My PhD started with a narrow, stubborn problem: how do you train a good model on hospital data that is never allowed to leave the hospital? Over the last few years I’ve watched that same problem — data you cannot move, owners who will not surrender control — quietly become one of the central questions of frontier AI. The techniques are the same. Only the scale and the stakes have changed.
It started in hospitals
The constraint that shaped my research is easy to state. Patient records do not leave the building. Privacy law, institutional policy, and plain ethics all push in the same direction: an enormous amount of data exists in aggregate, locked in isolated silos, none of it individually sufficient to train the model you actually want.

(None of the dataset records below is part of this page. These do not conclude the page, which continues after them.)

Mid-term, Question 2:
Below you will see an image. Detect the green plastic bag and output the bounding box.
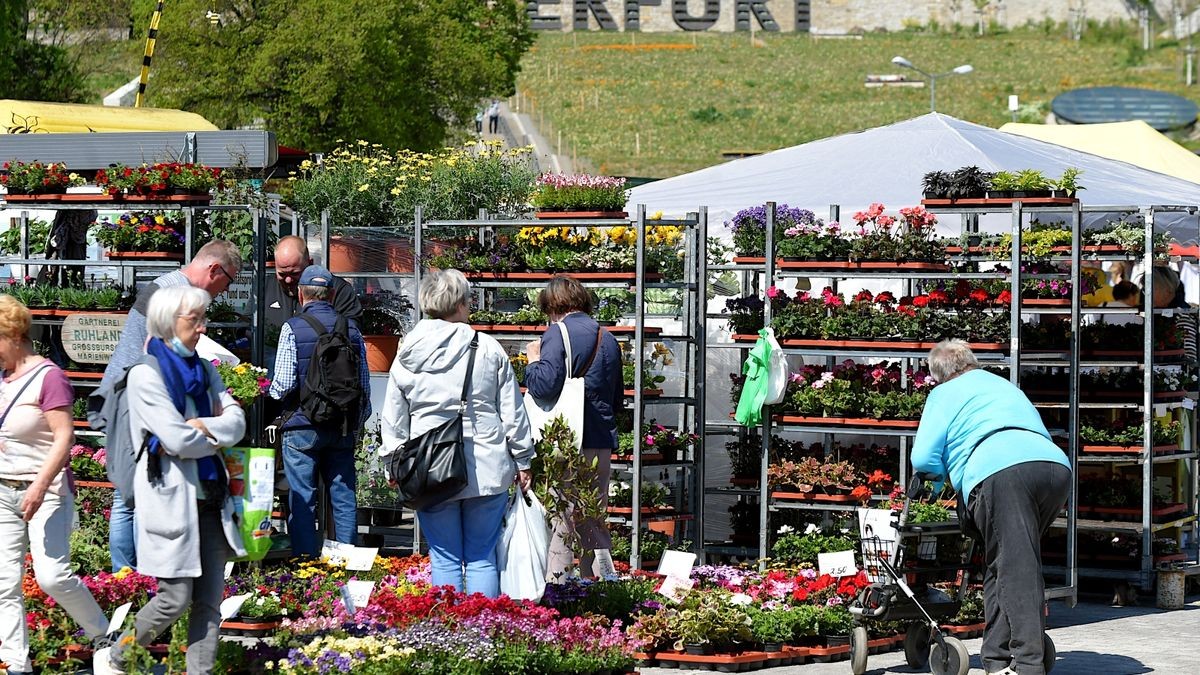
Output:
[224,448,275,561]
[733,329,770,426]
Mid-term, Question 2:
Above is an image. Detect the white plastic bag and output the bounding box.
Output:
[496,488,550,602]
[763,328,788,405]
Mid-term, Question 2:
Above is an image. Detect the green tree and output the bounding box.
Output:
[142,0,533,150]
[0,0,83,103]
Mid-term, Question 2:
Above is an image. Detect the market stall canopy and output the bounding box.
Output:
[626,113,1200,235]
[0,98,218,133]
[1000,120,1200,183]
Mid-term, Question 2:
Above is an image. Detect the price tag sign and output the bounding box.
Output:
[659,551,696,580]
[592,549,617,579]
[220,593,251,621]
[342,580,374,614]
[817,551,858,579]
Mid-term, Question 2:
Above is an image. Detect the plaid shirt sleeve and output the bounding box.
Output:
[270,323,296,400]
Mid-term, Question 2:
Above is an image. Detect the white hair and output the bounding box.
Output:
[420,269,470,318]
[929,338,979,382]
[146,285,212,340]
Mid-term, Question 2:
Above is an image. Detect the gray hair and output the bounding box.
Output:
[419,269,470,318]
[192,239,241,271]
[146,286,212,340]
[929,339,979,382]
[299,286,332,301]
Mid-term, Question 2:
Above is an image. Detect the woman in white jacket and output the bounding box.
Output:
[379,269,534,597]
[94,286,246,675]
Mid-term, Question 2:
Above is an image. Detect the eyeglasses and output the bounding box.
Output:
[217,264,238,285]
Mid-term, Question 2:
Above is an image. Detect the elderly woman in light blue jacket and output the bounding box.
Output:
[379,269,534,598]
[92,286,246,675]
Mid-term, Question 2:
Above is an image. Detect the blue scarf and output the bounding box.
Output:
[146,338,220,480]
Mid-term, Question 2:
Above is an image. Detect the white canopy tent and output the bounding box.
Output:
[626,113,1200,235]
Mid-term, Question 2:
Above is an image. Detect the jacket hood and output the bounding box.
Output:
[397,318,475,372]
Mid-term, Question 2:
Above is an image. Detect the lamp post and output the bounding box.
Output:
[892,56,974,113]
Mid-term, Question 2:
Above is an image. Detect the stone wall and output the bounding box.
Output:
[526,0,1172,34]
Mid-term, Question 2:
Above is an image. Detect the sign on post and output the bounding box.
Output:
[62,312,128,363]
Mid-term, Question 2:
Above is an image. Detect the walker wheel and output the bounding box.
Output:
[850,626,866,675]
[904,621,929,670]
[929,637,971,675]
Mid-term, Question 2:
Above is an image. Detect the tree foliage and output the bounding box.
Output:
[0,0,83,103]
[142,0,533,150]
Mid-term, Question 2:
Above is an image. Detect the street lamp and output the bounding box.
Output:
[892,56,974,113]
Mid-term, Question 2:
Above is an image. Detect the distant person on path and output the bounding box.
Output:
[97,239,241,572]
[487,98,500,133]
[912,340,1072,675]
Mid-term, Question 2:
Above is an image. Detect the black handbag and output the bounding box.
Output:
[388,334,479,509]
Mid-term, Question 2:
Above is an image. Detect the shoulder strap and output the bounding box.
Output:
[0,360,50,426]
[580,325,604,377]
[458,333,479,414]
[300,312,331,338]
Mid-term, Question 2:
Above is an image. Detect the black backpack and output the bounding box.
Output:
[299,313,365,436]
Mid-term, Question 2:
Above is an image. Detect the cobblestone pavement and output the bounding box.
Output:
[640,596,1200,675]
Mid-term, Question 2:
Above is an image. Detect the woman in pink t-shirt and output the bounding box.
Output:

Federated learning answers this by inverting the usual setup. Instead of bringing the data to the model, you bring the model to the data — each site trains locally and shares only model updates, never raw records. I’ve spent years on the hard parts that hide inside that one idea: heterogeneity across sites, personalization, privacy guarantees, and generalizing to hospitals you have never seen. I wrote about all of that in the ideas behind my research.
What I want to argue here is that healthcare was never the special case. It was the early, high-stakes preview of how AI gets built everywhere data is valuable, sensitive, and owned.
From privacy to sovereignty
“Privacy” undersells what is happening. A hospital does not just want patient data kept confidential — it wants to retain control over the data and over anything derived from it. The same is true of a bank, a government, a research consortium, or a company sitting on a corpus it considers a competitive moat. The real demand is sovereignty: keep the data, keep the derived model, keep the say over how both are used.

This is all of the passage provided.